“Hay hombres que
luchan un día y son buenos. Hay otros que luchan un año y son mejores. Hay otros
que luchan muchos años y son mucho mejores. Pero hay quienes luchan toda la
vida: esos son los imprescindibles”.
Estas palabras de Bertolt Brecht nos
invitan a pensar en lo necesarias que resultan esas personas que todos conocemos
y que parece que nunca se cansan, que siempre están ahí, que siempre tiran hacia
arriba del ambiente en el que están, que son un catalizador de todo lo positivo
de quienes le rodean.
Si nos paramos a pensar, hay bastantes personas que son
así, que han hecho natural en sus vidas esa estabilidad emocional y esa madurez
que les hace acostumbrarse a tirar hacia arriba de los demás, pasando ellos casi
inadvertidos.
Sienten de vez en cuando, como todos, la tentación de dejar de
hacer esa discreta y eficaz labor, se sienten a veces hartos de tener que
escuchar, animar, mediar, conciliar…
Sin embargo, quienes logran hacer todo
eso de modo natural, y pasan a considerar ese esfuerzo como algo ordinario, son
las personas que consiguen crear y mantener un ambiente de trabajo, de
optimismo, de buen entendimiento entre todos.
Son esos hombres o mujeres cuyo
influjo muchas veces no se valora hasta el día en que faltan, y quizá entonces
se ve que su papel era fundamental, que el clima positivo que había a su
alrededor era fruto de que se habían acostumbrado a pensar en los demás, a no
cansarse de ser paño de lágrimas de unos y otros, a decir con cariño y lealtad
lo que se debía mejorar, a relajar la tensión que tantas veces se crea por
simples nimiedades.
Me recuerda también aquella vieja película de Frank Capra
titulada “Qué bello es vivir”, en la que el protagonista está desesperado y a
punto de suicidarse, y un simpático ángel le hace ver lo valiosa que ha sido su
vida y lo mucho que ha repercutido para el bien de muchísimas personas.
Para
demostrárselo, le concede el privilegio de ver lo que hubiese sucedido en la
vida de algunas de ellas si él no hubiera existido y por tanto no hubiera podido
ayudarlas.
Gracias a eso, recupera la alegría de vivir y comprende todo lo
que una existencia normal puede aportar en la vida de tantísima gente.
Todos
podemos incorporar a nuestra vida esa actitud.
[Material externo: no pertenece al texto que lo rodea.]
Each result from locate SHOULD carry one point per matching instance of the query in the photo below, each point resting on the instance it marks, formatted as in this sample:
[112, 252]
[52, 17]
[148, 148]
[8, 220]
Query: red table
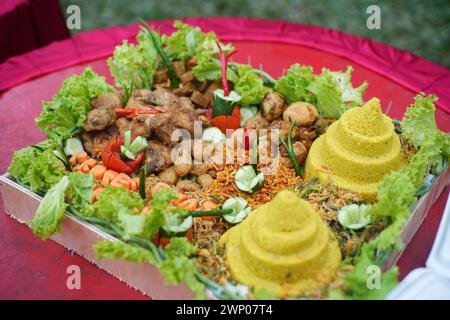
[33, 269]
[29, 24]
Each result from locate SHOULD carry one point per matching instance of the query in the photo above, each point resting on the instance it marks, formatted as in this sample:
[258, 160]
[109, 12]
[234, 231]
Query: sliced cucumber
[248, 180]
[213, 135]
[73, 146]
[247, 113]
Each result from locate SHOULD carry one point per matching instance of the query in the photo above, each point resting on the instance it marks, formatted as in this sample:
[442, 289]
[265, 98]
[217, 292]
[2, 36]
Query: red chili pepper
[224, 66]
[133, 112]
[112, 160]
[232, 121]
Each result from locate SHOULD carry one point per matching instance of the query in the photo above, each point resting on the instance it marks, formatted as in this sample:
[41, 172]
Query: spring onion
[131, 149]
[248, 180]
[224, 104]
[213, 135]
[354, 216]
[239, 207]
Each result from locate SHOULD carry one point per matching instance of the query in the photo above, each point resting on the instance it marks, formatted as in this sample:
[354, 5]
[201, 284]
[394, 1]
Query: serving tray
[78, 236]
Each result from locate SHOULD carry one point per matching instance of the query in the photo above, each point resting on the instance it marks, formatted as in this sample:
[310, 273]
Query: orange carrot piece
[98, 171]
[209, 205]
[158, 186]
[109, 176]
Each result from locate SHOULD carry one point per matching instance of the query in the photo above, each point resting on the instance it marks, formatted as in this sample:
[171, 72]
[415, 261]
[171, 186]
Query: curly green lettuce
[189, 41]
[250, 86]
[123, 251]
[418, 121]
[66, 113]
[178, 267]
[50, 213]
[37, 169]
[134, 66]
[294, 85]
[335, 93]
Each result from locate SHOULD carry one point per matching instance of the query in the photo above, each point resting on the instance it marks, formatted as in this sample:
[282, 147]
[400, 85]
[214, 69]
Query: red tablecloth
[31, 268]
[29, 24]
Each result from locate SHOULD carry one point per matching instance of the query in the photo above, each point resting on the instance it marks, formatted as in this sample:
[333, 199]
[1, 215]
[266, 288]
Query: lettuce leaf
[121, 250]
[294, 85]
[81, 189]
[133, 66]
[355, 284]
[178, 267]
[189, 41]
[207, 67]
[51, 210]
[38, 169]
[418, 121]
[114, 201]
[67, 111]
[335, 93]
[250, 86]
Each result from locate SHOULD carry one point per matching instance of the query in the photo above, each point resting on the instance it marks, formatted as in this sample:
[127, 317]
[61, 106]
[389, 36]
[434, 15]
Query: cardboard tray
[78, 236]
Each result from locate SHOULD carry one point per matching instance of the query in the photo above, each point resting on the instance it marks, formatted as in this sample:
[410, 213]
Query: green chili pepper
[164, 57]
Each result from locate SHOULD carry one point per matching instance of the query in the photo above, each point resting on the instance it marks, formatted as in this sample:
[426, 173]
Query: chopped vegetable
[354, 216]
[250, 86]
[232, 121]
[247, 113]
[239, 207]
[131, 113]
[248, 180]
[51, 210]
[213, 135]
[66, 113]
[38, 169]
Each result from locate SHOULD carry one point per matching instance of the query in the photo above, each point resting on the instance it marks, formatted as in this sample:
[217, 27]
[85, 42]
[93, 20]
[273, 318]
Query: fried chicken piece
[157, 157]
[95, 142]
[273, 106]
[103, 112]
[283, 127]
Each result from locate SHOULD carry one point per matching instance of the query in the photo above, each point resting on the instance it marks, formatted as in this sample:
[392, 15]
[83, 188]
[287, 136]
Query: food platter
[78, 236]
[197, 176]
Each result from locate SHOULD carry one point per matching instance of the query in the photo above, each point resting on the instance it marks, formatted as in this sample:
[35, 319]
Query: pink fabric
[29, 24]
[413, 72]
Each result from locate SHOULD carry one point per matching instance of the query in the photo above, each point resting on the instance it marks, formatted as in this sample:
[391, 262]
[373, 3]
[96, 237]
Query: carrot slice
[190, 204]
[98, 171]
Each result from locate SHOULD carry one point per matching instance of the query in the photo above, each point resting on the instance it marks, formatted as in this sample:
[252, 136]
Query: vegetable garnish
[112, 159]
[157, 44]
[51, 210]
[288, 148]
[73, 146]
[232, 121]
[223, 104]
[224, 66]
[354, 216]
[248, 180]
[239, 207]
[133, 112]
[213, 135]
[131, 149]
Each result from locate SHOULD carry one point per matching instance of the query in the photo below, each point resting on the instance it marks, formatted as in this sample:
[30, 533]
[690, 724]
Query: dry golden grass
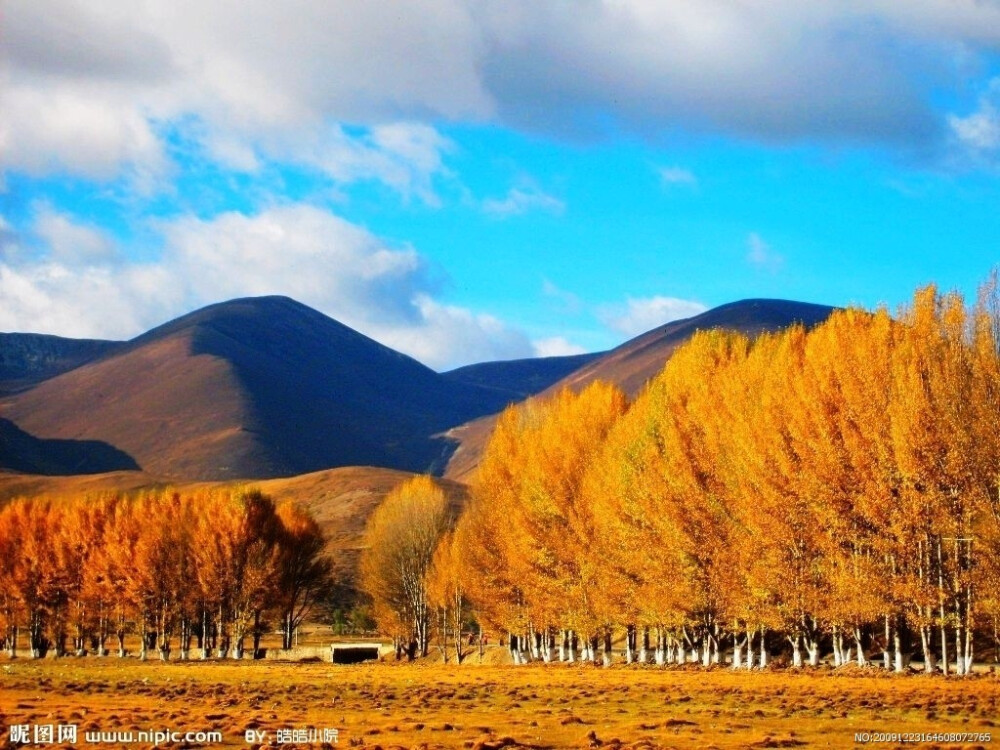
[394, 705]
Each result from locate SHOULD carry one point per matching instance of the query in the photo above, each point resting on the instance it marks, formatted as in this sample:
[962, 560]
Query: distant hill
[258, 387]
[635, 362]
[27, 359]
[520, 378]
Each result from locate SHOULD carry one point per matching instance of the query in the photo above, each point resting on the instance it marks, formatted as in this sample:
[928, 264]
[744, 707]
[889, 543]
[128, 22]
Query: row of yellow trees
[214, 564]
[836, 489]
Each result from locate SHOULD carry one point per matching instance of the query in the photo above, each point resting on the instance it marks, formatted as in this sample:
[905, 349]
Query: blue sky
[467, 180]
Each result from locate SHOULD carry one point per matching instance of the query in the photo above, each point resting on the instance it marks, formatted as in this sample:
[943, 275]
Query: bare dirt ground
[393, 705]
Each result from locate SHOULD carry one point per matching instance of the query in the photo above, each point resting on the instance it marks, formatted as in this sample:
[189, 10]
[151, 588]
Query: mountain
[27, 359]
[520, 378]
[257, 387]
[635, 362]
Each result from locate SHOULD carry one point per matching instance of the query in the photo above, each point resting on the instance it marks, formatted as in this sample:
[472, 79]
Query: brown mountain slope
[259, 387]
[632, 364]
[341, 500]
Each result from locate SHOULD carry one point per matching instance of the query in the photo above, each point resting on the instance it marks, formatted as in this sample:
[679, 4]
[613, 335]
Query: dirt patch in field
[390, 705]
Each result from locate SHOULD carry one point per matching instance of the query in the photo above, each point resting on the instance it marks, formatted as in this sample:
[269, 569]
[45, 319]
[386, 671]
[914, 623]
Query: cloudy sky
[484, 179]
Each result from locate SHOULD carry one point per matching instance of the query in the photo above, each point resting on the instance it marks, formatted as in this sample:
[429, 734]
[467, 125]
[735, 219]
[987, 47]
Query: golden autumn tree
[399, 543]
[446, 593]
[492, 585]
[11, 611]
[303, 570]
[532, 474]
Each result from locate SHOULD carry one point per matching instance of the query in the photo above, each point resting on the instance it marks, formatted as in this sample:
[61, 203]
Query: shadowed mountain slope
[520, 378]
[27, 359]
[258, 387]
[635, 362]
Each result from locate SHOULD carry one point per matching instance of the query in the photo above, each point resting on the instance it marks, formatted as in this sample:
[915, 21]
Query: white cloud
[641, 315]
[556, 346]
[70, 243]
[87, 84]
[979, 131]
[677, 176]
[761, 255]
[304, 252]
[521, 200]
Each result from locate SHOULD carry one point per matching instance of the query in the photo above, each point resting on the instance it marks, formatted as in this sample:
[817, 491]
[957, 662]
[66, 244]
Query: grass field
[394, 705]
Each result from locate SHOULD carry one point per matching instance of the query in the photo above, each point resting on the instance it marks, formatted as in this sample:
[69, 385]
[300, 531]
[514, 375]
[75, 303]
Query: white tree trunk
[796, 651]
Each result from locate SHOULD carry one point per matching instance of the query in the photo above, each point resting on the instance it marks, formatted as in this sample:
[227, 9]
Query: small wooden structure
[352, 652]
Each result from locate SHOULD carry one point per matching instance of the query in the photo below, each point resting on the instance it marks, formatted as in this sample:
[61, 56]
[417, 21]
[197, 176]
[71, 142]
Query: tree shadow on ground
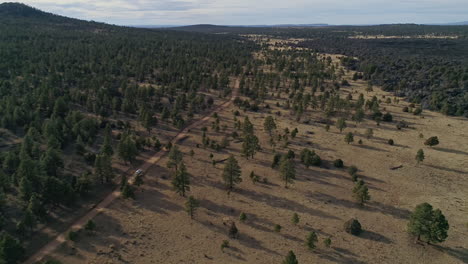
[454, 151]
[375, 237]
[342, 256]
[283, 203]
[371, 148]
[459, 253]
[372, 206]
[446, 169]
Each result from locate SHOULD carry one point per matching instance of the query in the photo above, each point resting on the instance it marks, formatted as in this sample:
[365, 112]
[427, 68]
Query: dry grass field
[154, 228]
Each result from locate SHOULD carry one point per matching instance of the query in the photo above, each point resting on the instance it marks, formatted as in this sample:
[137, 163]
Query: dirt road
[52, 245]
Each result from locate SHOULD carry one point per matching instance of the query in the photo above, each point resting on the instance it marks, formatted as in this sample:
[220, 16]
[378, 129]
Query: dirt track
[52, 245]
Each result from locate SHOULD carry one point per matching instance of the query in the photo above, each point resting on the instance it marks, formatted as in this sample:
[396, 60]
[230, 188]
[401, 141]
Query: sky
[258, 12]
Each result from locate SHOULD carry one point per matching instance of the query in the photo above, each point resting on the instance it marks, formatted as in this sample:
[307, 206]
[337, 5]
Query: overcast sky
[251, 12]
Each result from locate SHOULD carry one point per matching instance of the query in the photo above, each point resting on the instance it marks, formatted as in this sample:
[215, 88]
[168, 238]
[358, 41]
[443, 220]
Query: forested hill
[74, 93]
[427, 64]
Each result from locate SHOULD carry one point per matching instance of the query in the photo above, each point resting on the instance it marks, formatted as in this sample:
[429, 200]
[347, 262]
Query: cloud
[248, 12]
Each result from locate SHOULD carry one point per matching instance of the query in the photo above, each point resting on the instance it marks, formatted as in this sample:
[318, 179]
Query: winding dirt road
[52, 245]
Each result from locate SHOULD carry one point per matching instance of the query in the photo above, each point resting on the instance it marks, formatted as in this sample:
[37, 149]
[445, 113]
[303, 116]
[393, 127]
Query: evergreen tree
[311, 240]
[287, 170]
[295, 219]
[36, 207]
[191, 206]
[349, 137]
[181, 181]
[341, 124]
[420, 156]
[175, 157]
[106, 147]
[429, 224]
[231, 173]
[327, 242]
[11, 250]
[233, 231]
[250, 146]
[25, 189]
[369, 133]
[290, 258]
[361, 192]
[127, 149]
[269, 125]
[432, 141]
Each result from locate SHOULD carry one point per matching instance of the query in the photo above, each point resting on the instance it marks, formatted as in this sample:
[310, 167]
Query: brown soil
[154, 228]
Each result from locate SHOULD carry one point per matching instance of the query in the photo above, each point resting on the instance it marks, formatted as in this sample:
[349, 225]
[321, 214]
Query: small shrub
[127, 192]
[295, 219]
[417, 111]
[353, 227]
[90, 225]
[338, 163]
[327, 242]
[352, 170]
[277, 228]
[432, 141]
[224, 244]
[387, 117]
[242, 217]
[72, 236]
[233, 231]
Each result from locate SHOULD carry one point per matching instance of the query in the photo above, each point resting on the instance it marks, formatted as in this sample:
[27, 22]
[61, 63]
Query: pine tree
[149, 120]
[290, 258]
[341, 124]
[25, 188]
[428, 224]
[11, 250]
[269, 125]
[250, 145]
[231, 173]
[369, 133]
[295, 219]
[349, 137]
[311, 240]
[287, 170]
[36, 207]
[420, 156]
[181, 181]
[327, 242]
[191, 206]
[361, 192]
[233, 231]
[127, 149]
[106, 147]
[175, 157]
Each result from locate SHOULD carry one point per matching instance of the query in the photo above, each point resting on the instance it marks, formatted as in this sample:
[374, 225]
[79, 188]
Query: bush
[353, 227]
[387, 117]
[327, 242]
[224, 245]
[233, 231]
[417, 111]
[242, 217]
[277, 228]
[90, 225]
[352, 170]
[432, 141]
[338, 163]
[72, 236]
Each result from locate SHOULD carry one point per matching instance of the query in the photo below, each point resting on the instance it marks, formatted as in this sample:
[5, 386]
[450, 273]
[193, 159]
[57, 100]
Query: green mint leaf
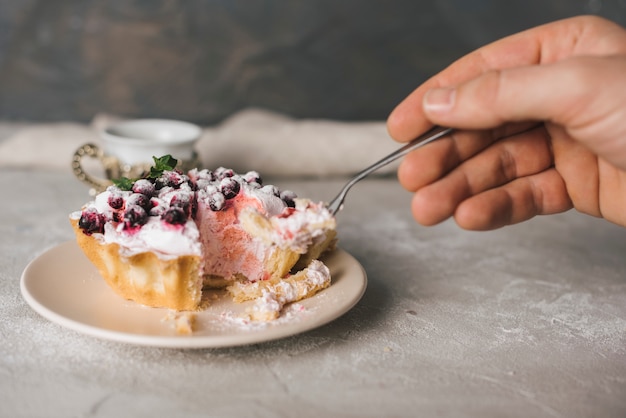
[124, 183]
[165, 163]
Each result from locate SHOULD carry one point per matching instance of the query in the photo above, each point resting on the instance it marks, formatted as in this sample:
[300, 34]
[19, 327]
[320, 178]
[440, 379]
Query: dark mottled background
[201, 60]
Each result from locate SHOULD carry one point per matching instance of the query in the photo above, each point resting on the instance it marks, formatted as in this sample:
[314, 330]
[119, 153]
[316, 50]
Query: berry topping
[144, 186]
[221, 173]
[229, 187]
[288, 197]
[216, 201]
[175, 216]
[91, 221]
[116, 201]
[253, 177]
[270, 189]
[182, 201]
[135, 216]
[138, 199]
[170, 179]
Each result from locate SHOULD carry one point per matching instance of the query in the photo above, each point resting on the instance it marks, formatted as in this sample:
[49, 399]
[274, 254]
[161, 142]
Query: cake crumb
[183, 322]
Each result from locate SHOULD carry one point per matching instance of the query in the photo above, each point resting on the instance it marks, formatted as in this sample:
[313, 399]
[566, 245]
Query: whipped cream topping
[159, 214]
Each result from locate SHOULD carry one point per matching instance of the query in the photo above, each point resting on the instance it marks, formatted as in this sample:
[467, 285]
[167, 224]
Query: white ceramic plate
[63, 286]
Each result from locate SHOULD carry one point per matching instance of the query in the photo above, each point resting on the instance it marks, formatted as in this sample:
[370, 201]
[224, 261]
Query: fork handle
[432, 134]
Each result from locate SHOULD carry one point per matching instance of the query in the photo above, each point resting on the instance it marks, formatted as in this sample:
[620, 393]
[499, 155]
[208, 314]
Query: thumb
[583, 95]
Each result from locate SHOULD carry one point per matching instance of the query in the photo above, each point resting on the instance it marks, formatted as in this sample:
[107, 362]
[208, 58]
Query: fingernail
[440, 99]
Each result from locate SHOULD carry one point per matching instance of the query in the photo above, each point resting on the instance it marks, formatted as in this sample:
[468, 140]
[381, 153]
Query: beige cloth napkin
[253, 139]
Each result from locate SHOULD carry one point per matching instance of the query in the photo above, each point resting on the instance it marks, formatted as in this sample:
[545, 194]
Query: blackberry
[288, 197]
[222, 173]
[144, 186]
[116, 201]
[91, 221]
[138, 199]
[230, 187]
[135, 216]
[270, 189]
[216, 201]
[253, 177]
[175, 216]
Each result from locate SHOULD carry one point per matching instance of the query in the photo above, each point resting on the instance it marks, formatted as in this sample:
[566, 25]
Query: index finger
[586, 35]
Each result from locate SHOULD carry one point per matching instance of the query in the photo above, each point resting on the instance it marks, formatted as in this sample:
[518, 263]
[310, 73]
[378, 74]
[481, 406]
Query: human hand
[541, 128]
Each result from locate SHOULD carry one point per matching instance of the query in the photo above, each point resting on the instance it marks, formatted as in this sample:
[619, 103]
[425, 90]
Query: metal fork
[434, 133]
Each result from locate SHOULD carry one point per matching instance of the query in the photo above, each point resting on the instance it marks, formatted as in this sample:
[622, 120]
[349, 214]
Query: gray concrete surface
[525, 321]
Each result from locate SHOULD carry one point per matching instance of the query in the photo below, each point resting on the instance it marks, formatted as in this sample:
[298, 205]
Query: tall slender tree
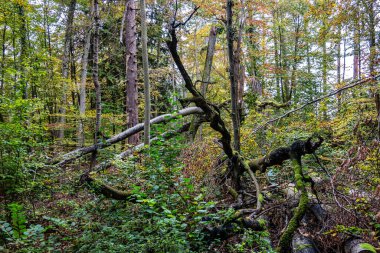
[131, 68]
[65, 66]
[144, 39]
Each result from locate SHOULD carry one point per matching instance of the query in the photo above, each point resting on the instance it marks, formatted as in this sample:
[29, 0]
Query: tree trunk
[208, 63]
[145, 61]
[70, 156]
[356, 245]
[233, 78]
[23, 51]
[302, 244]
[95, 76]
[65, 67]
[82, 88]
[131, 68]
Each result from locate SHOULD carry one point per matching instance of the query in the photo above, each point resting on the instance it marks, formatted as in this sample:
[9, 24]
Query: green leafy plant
[18, 220]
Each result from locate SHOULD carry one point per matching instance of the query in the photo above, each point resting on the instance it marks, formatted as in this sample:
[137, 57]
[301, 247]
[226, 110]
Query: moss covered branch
[287, 236]
[107, 190]
[278, 156]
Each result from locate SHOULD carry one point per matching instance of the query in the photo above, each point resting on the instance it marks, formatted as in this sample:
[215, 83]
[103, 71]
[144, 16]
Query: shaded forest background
[235, 86]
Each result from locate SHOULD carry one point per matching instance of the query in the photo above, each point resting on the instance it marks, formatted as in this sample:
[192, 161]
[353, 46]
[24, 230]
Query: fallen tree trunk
[278, 156]
[107, 190]
[167, 135]
[357, 245]
[302, 244]
[68, 157]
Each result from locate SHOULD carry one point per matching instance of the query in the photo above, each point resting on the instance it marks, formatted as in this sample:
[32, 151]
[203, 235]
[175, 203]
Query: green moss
[368, 247]
[287, 236]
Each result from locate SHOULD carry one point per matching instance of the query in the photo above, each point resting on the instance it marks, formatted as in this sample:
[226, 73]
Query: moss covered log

Porque una palabra amable y
conciliadora es fácil de decir, pero sin embargo, a veces nos cuesta llegar a
pronunciarla.
Nos detiene el cansancio, nos distraen otras preocupaciones,
nos frena un sentimiento de frialdad o de indiferencia egoísta.
Pasamos junto
a personas a las que conocemos pero apenas las miramos a la cara y no reparamos
en que sufren, y en que quizá sufren precisamente porque se sienten ignoradas o
poco valoradas por nosotros.
Bastaría una palabra cordial, un gesto
afectuoso, e inmediatamente algo se despertaría en ellas: una señal de atención
y de cortesía puede ser una ráfaga de aire fresco en lo cerrado de una
existencia castigada en ese momento por la tristeza y el desaliento.
Muchas
veces lo que impide esa buena actitud es nuestra impaciencia ante los defectos
ajenos. Quizá esas personas que tanto nos impacientan tienen objetivamente esos
defectos que tanto nos enfadan, pero si centramos ahí demasiado nuestra atención
eso generará en nosotros una ansiedad que no ayuda nada, ni a ellas ni a
nosotros, y puede acabar en algo parecido a una obsesión.
Además, hay
demasiadas veces en que esos defectos no son tales, sino diferentes y legítimos
modos de ser.
Si somos demasiado quejosos, quizá debemos ganar en reciedumbre
interior y esforzarnos más en ser como esas personas de las que hemos
hablado.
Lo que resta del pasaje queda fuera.